Esmenet gawked like a fool. “But …”
Kellhus scowled and shook his head, as though astonished she could be so dense.
“Just who, Esmi, do you think I am?”
Serwë chirped with laughter, even clapped her hands.
“Wh-who?” Esmenet stammered. It was the most she could manage. Other than in rare anger or jest, she’d never heard Kelhus speak with … with such
presumption
.
“Yes,” Kellhus repeated,
“who?”
His voice seemed satin thunder. He looked as eternal as a circle.
Then Esmenet glimpsed it: the shining gold about his hands … Without thinking, she rolled to her knees before him, pressed her face into the dust.
Please! Please! I’m nothing!
Then Serwë hiccuped. Suddenly, absurdly, it was just Kellhus before her, laughing, drawing her up from the dust, bidding her to eat her supper.
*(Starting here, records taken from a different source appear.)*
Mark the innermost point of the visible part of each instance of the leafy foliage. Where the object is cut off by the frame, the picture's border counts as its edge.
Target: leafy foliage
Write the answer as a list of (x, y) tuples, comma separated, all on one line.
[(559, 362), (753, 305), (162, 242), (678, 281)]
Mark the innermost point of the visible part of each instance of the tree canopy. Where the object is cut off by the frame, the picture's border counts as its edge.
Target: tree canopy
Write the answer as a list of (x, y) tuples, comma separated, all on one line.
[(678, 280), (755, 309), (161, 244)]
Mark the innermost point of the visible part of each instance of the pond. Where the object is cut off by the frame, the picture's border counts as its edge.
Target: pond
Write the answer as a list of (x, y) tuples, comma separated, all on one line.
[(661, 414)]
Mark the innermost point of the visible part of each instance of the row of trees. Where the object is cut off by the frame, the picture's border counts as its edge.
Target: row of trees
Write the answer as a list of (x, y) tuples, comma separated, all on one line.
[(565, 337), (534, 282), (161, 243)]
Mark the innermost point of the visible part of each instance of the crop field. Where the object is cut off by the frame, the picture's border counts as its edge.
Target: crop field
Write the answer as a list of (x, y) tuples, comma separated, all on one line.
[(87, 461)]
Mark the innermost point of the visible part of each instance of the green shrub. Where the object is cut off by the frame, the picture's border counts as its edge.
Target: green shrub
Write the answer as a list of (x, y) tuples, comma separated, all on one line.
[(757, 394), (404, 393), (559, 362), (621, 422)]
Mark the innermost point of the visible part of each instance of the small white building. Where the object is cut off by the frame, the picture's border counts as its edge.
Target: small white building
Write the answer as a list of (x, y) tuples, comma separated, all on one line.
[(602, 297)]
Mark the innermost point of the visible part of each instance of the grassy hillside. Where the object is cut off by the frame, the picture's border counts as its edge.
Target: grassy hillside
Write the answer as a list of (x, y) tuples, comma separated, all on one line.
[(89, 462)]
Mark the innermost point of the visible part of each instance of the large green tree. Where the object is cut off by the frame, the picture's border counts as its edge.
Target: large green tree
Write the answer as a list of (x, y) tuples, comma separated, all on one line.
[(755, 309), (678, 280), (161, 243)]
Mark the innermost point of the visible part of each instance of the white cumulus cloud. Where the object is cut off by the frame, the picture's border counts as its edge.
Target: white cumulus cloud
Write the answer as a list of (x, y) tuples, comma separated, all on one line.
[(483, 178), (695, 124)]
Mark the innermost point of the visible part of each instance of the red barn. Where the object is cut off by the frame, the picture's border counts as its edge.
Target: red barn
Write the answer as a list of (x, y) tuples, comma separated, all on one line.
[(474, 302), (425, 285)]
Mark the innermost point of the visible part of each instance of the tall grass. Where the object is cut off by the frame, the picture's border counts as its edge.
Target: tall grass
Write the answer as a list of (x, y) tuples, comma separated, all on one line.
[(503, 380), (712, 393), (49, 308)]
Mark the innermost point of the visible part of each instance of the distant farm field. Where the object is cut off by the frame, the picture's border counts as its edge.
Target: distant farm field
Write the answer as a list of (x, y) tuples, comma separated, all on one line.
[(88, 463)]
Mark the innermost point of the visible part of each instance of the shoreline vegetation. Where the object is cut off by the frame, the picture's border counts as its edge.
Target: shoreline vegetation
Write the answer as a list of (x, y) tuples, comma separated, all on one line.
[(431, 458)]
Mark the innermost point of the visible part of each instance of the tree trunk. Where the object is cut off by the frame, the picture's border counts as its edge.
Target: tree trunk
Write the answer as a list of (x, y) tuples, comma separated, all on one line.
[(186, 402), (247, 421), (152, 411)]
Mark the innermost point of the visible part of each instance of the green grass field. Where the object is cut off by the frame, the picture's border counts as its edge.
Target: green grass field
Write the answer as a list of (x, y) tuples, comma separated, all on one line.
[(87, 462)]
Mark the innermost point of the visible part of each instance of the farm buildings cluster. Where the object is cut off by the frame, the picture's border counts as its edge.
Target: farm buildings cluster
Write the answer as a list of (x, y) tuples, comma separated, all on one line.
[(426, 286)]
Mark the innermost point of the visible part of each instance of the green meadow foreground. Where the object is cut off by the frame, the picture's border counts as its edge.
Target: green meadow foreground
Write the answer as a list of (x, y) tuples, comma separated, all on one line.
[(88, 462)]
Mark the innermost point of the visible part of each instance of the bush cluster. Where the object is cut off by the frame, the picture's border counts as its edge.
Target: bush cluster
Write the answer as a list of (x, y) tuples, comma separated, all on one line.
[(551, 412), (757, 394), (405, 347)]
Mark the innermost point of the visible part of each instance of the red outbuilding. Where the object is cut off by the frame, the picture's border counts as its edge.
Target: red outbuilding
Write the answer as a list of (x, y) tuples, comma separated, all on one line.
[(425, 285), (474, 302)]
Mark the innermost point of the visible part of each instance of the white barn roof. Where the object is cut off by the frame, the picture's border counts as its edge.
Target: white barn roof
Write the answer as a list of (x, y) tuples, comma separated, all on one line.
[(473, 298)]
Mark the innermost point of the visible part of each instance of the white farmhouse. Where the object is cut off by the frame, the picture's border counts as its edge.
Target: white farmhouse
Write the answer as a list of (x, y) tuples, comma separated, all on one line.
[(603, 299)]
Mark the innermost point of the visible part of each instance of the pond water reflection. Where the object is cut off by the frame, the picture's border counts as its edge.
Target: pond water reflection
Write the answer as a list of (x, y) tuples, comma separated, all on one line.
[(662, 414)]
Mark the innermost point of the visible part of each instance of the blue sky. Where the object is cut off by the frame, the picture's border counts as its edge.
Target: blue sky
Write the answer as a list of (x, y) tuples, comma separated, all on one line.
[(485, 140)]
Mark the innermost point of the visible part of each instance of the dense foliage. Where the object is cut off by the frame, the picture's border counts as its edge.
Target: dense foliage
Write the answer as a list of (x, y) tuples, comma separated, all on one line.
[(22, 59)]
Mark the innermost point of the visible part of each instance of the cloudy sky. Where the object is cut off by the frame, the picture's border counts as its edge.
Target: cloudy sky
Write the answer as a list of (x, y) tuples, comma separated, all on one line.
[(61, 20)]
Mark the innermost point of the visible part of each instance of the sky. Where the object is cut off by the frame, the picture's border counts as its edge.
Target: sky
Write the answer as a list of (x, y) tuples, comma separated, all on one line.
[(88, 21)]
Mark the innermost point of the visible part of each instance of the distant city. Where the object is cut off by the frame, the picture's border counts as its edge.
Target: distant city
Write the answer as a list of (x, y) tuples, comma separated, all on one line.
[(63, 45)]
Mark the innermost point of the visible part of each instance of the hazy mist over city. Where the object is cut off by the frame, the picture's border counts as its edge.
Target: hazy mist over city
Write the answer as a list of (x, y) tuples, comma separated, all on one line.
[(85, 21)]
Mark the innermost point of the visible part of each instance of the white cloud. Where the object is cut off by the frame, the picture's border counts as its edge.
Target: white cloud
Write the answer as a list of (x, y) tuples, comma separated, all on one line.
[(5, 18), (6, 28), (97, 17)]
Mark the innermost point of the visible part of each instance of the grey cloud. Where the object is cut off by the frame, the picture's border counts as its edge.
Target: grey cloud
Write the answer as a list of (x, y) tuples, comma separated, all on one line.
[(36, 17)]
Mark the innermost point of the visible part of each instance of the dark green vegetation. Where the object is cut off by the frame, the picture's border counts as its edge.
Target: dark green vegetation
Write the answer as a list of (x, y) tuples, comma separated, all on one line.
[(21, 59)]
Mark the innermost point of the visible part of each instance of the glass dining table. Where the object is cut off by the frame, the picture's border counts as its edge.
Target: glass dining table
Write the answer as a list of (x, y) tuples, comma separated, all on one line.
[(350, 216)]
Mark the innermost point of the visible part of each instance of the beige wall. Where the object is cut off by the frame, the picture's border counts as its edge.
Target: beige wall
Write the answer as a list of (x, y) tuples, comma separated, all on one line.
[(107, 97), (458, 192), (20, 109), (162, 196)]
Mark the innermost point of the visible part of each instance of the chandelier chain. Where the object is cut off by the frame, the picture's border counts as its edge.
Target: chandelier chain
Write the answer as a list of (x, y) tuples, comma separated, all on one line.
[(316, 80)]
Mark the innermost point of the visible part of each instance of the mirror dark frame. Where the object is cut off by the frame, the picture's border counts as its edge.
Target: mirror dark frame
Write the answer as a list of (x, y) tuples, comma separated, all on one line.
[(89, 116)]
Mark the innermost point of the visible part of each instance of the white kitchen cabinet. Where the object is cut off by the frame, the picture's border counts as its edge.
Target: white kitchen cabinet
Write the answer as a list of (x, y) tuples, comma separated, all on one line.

“Better?” he said as she numbly resumed her place beside him. Her whole skin burned and prickled. He nodded toward the open book while filling his mouth with rice.
Bewildered, flustered, she blushed and looked down. She nodded to her bowl.
I knew this! I always knew this!
The difference was that Kellhus now knew as well. His presence burned in her periphery. How, she breathlessly wondered, how could she ever look into his eyes again?
Throughout her entire life she’d looked upon things and people that stood apart. She was Esmenet, and that was her bowl, the Emperor’s silver, the Shriah’s man, the God’s ground, and so on. She stood here, and those things
there
. No longer. Everything, it seemed, radiated the warmth of his skin. The ground beneath her bare feet. The mat beneath her buttocks. And for a mad instant, she was certain that if she raised her fingers to her cheek, she would feel the soft curls of a flaxen beard, that if she turned to her left, she would see
Esmenet
hovering motionless over her rice bowl.